HON. VICTOR S. BAHOU Civil Service Commission
This is in reply to your joint request for my opinion with respect to the effect of the Employee Retirement Income Security Act of 1974 (P.L. 93-406), hereinafter referred to as ERISA, upon Banking Law, §§ 250, 400, 472-a and Insurance Law, § 200.
JOHN G. HEIMANN Superintendent, Banking Department
THOMAS A. HARNETT Superintendent, Department of Insurance
Banking Law, §§ 250, 400, and 472-a authorize savings banks, savings and loan associations and credit unions, respectively, to retire employees under the following circumstances:
a. those who have served for a period of 30 or more years;
b. those who have served for 10 years or more and have become incapacitated; or
c. those who have served 20 years or more and have attained the age of 60 years.
The benefits payable to such persons are limited by those sections of law. They may not exceed the product of 2% of the average yearly salary for the three years immediately preceding the retirement times the number of years of service. There is also an overall maximum of 60% of the average yearly salary.

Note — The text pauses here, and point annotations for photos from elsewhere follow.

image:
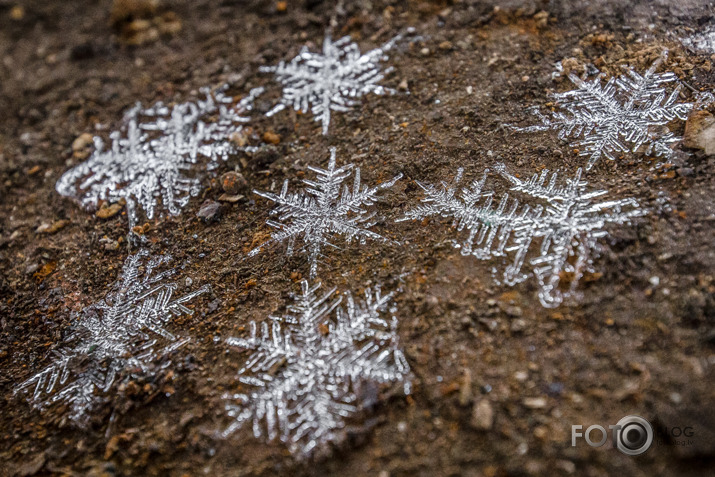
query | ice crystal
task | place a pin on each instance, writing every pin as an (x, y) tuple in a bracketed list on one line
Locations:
[(332, 80), (702, 42), (314, 367), (322, 210), (628, 113), (121, 331), (568, 223), (153, 155)]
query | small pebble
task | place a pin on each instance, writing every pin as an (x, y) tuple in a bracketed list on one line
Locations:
[(482, 416), (271, 137), (233, 182), (209, 210)]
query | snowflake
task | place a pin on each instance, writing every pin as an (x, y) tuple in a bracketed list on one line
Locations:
[(702, 42), (153, 154), (568, 224), (314, 367), (331, 81), (112, 335), (628, 113), (322, 210)]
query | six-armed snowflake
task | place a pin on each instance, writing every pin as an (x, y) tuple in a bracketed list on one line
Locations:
[(312, 368), (112, 335), (322, 210), (152, 157), (629, 113), (568, 224), (331, 81)]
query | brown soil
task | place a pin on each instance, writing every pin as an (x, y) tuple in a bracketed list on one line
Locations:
[(629, 346)]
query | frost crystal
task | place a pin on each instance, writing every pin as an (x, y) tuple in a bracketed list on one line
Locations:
[(313, 368), (331, 81), (322, 210), (627, 113), (153, 154), (702, 42), (568, 223), (119, 332)]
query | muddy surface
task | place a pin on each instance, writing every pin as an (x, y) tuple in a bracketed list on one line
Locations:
[(639, 340)]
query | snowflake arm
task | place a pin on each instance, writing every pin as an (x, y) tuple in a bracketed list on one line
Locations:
[(113, 334), (151, 160), (566, 225), (332, 80), (307, 367), (323, 210), (626, 114)]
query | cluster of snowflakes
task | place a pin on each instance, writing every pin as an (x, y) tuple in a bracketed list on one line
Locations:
[(152, 156), (567, 224), (311, 369)]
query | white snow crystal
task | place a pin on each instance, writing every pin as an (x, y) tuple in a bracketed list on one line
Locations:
[(628, 113), (153, 155), (315, 366), (702, 42), (119, 332), (567, 223), (323, 210), (332, 80)]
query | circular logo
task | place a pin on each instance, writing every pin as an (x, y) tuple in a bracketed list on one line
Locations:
[(634, 435)]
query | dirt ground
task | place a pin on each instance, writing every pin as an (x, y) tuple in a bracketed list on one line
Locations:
[(641, 340)]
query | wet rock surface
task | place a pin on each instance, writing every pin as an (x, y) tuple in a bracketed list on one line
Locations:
[(498, 379)]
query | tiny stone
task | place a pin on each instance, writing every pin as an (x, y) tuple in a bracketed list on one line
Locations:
[(535, 403), (209, 210), (230, 198), (46, 228), (445, 45), (271, 137), (482, 415), (106, 211), (233, 182), (518, 325)]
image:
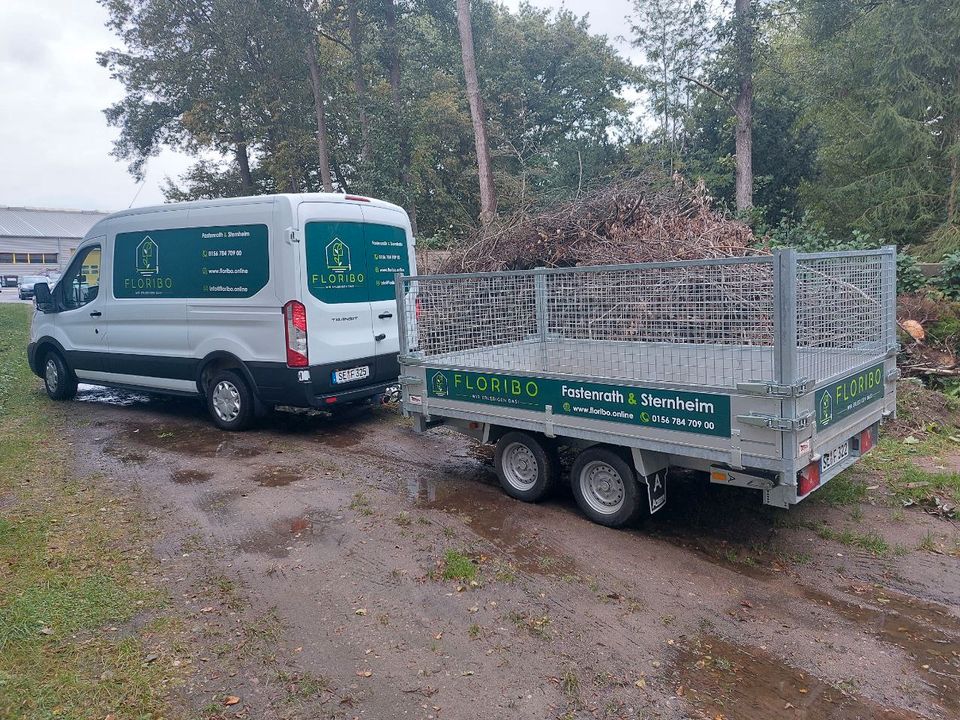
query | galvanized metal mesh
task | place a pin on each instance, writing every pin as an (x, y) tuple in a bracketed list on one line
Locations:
[(706, 324), (845, 306)]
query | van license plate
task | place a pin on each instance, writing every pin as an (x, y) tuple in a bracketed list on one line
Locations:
[(834, 456), (342, 376)]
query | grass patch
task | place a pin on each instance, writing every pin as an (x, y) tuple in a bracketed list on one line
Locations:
[(871, 541), (71, 563), (457, 566), (841, 491)]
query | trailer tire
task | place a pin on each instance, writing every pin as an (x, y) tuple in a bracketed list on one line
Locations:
[(527, 470), (605, 487)]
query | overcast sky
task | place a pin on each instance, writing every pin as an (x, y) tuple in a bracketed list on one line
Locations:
[(54, 141)]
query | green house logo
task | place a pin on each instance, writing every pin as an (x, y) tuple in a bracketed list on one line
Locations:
[(338, 256), (439, 383), (826, 409), (148, 257)]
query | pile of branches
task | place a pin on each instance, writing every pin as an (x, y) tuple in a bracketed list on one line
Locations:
[(638, 219)]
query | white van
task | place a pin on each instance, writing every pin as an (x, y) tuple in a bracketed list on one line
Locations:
[(247, 302)]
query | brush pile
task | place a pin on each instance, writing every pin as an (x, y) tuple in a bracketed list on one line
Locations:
[(634, 220)]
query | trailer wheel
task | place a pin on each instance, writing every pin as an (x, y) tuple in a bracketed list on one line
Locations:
[(527, 470), (605, 487)]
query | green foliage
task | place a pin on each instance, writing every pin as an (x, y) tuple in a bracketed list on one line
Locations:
[(457, 566), (949, 280), (881, 84)]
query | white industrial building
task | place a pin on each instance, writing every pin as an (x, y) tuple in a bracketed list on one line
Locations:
[(37, 241)]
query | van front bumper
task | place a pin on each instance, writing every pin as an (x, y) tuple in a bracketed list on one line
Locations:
[(32, 358), (277, 384)]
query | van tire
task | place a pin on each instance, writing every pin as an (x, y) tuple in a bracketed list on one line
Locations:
[(230, 402), (605, 487), (59, 382), (527, 470)]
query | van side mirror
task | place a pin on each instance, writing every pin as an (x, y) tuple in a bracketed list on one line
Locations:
[(43, 297)]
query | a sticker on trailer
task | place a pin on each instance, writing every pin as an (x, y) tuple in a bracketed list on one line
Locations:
[(657, 490), (845, 397), (701, 413)]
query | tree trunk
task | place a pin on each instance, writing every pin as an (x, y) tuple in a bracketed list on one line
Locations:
[(393, 54), (323, 146), (243, 164), (744, 105), (488, 197), (359, 81)]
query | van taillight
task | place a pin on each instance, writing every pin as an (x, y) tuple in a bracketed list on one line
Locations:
[(295, 327)]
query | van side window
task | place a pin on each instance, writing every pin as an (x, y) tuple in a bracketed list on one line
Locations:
[(81, 283)]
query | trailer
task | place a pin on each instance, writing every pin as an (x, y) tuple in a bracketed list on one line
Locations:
[(768, 372)]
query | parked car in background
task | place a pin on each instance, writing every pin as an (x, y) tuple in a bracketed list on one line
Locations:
[(25, 287)]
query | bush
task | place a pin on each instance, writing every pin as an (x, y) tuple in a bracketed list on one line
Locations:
[(949, 280)]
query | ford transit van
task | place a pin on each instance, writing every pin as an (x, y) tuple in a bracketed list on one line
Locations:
[(249, 303)]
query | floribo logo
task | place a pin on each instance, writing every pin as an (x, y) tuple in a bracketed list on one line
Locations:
[(826, 409), (148, 257), (440, 388), (338, 256)]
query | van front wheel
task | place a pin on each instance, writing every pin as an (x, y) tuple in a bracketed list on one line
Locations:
[(230, 401), (58, 381)]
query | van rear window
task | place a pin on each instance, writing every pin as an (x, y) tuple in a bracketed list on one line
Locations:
[(354, 262), (231, 261)]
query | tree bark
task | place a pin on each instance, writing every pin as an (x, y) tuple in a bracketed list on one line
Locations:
[(744, 105), (393, 61), (243, 164), (488, 197), (323, 146), (359, 81)]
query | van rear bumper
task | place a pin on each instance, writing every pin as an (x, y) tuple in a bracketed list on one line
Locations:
[(277, 384)]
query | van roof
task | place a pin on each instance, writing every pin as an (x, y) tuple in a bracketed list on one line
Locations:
[(245, 200)]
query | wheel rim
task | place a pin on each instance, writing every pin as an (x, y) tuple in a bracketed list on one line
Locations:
[(51, 374), (226, 401), (520, 466), (602, 487)]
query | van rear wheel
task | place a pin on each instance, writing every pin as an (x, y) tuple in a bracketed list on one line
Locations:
[(58, 381), (229, 401), (527, 470)]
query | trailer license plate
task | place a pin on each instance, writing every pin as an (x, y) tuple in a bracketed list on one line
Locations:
[(342, 376), (834, 456)]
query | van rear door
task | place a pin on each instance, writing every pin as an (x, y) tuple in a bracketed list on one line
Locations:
[(335, 294), (388, 243)]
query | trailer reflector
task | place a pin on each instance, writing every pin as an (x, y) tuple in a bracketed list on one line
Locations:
[(809, 478)]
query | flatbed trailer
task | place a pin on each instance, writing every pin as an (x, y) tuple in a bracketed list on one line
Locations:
[(769, 372)]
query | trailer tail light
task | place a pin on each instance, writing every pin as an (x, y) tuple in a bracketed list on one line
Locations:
[(295, 328), (809, 478)]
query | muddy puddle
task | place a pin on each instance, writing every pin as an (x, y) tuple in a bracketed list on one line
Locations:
[(280, 537), (725, 680), (191, 441), (494, 517), (276, 476), (929, 635)]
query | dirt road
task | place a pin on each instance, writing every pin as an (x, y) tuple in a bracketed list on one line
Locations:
[(346, 567)]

These sections also permit a banking institution to enter into a contract with a corporation or trust authorized to transact business under Insurance Law, § 200, for the payment of either the aforementioned type of benefits or for a variable pension; but said banking institutions may not contribute or pay to such corporation or trust a sum which would exceed that required under the Banking Law for the aforementioned fixed retirement benefits.
Insurance Law, § 200, permits the incorporation of non-profit corporations or trusts for the general purposes of providing pensions to retirees which pensions may be in a fixed amount or be variable dependent on the income from funds invested.

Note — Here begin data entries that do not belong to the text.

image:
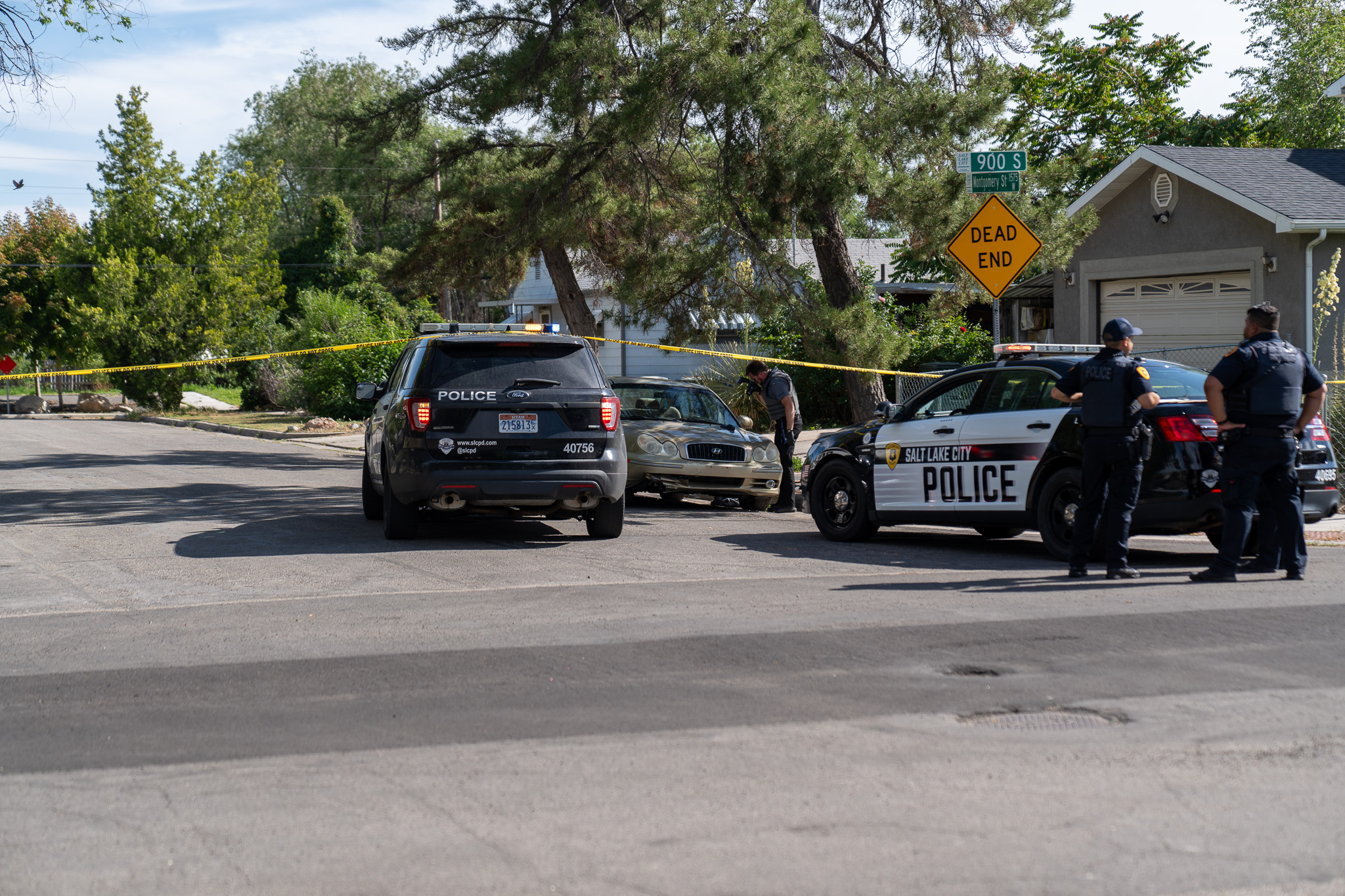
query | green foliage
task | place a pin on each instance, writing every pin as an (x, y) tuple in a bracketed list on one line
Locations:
[(182, 265), (301, 129), (1301, 49), (1094, 104), (35, 313), (324, 383)]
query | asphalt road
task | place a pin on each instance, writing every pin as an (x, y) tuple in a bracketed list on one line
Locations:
[(217, 677)]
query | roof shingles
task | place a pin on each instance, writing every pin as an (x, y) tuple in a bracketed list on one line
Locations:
[(1302, 184)]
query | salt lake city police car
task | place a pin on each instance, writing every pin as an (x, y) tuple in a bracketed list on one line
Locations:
[(494, 419), (988, 448)]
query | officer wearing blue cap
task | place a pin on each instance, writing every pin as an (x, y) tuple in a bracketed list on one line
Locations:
[(1264, 394), (1114, 390)]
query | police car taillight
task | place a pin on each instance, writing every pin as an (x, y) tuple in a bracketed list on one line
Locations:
[(417, 413), (1181, 429)]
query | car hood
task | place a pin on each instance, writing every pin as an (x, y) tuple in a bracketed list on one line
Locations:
[(677, 430)]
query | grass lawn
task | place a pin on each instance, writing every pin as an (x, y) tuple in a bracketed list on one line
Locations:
[(231, 394)]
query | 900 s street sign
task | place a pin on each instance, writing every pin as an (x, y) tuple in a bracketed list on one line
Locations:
[(992, 160), (994, 246)]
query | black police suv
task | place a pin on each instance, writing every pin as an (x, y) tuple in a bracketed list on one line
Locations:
[(986, 446), (508, 421)]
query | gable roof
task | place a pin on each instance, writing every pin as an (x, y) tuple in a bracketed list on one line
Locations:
[(1293, 188)]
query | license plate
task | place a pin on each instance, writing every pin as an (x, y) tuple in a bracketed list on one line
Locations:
[(518, 422)]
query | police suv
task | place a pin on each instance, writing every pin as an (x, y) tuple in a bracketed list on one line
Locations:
[(988, 448), (494, 419)]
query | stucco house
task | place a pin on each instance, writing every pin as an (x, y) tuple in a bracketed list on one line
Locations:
[(1187, 240)]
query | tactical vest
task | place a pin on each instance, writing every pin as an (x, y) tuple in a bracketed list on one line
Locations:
[(1106, 400), (1275, 389)]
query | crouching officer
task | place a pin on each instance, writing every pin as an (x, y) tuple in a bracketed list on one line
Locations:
[(1115, 391), (782, 403), (1264, 394)]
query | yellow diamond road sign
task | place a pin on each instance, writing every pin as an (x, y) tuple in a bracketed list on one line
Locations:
[(994, 246)]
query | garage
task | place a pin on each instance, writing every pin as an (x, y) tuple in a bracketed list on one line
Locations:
[(1192, 309)]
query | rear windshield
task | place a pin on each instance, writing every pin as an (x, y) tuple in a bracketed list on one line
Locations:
[(502, 364), (1174, 382)]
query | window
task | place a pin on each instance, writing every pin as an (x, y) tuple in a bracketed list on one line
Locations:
[(950, 400), (1021, 391), (673, 403), (490, 364)]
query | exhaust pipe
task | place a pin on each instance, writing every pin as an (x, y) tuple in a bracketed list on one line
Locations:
[(449, 501), (581, 501)]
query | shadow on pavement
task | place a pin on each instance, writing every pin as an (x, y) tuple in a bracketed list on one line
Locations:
[(234, 711)]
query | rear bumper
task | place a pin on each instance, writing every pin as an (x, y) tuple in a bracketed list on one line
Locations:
[(499, 484)]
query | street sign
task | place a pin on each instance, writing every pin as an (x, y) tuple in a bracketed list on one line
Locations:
[(994, 246), (1005, 183), (992, 160)]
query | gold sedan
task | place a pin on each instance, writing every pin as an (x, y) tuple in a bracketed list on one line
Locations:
[(682, 440)]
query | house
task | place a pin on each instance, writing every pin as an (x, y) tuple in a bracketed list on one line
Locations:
[(533, 300), (1191, 237)]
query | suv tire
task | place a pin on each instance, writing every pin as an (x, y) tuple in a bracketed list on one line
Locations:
[(607, 519), (400, 521), (838, 504), (372, 499)]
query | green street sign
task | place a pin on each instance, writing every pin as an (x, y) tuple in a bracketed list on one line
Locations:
[(992, 160), (1005, 183)]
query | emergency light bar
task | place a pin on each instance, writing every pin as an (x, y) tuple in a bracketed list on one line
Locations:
[(1044, 349), (490, 328)]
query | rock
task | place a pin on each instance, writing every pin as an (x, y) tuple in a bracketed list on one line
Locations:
[(91, 403), (30, 405)]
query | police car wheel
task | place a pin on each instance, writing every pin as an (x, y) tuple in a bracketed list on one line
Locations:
[(400, 521), (838, 504), (1056, 508), (607, 519), (998, 531), (372, 499)]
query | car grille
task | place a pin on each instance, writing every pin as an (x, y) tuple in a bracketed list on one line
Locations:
[(716, 452)]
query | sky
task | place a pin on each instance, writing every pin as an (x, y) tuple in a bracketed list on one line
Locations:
[(201, 61)]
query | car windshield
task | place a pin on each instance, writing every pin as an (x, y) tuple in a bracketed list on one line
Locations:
[(1174, 382), (533, 366), (686, 403)]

ERISA, § 514(a) provides that it shall supersede any state laws for employees benefit plans except as provided in subdivision b of that same section. Section b, in part states:
"* * * nothing in this title shall be construed to exempt or relieve any person from any law of any state which regulates insurance, banking, or securities." (Emphasis supplied.)
The aforementioned Banking Law sections serve a dual purpose. The first is a regulation limiting the amount of pension that could be granted by a bank to favored officers and employees, which limitation was intended to correct abuses resulting from excessive or imprudent acts by banking institutions with respect to the grant of retirement benefits to favored personnel at the expense of the depositors or shareholders of the banking institutions.
The second purpose of these sections is to make possible the granting of pensions to officers and employees of banking institutions and to protect the employees from default by the institutions.
The purpose of the upper limitation of pensions in the Banking Law sections heretofore referred to is regulative of banking institutions and, therefore, included in the excepted group in section 514(b) ERISA. These provisions, therefore, have not been preempted by ERISA.
Those provisions or portions of provisions of the Banking Law whose purpose is the protection of the retiree are within the scope of ERISA and have been preempted by the enactment of the Federal law.
Since there are a variety of separate provisions in these sections and, in most cases, factual background would be necessary to determine whether those provisions are regulatory in nature or have been preempted, it would be necessary to consider each provision separately. Specific necessary facts are not available to me and those provisions are not, therefore, passed upon in this office.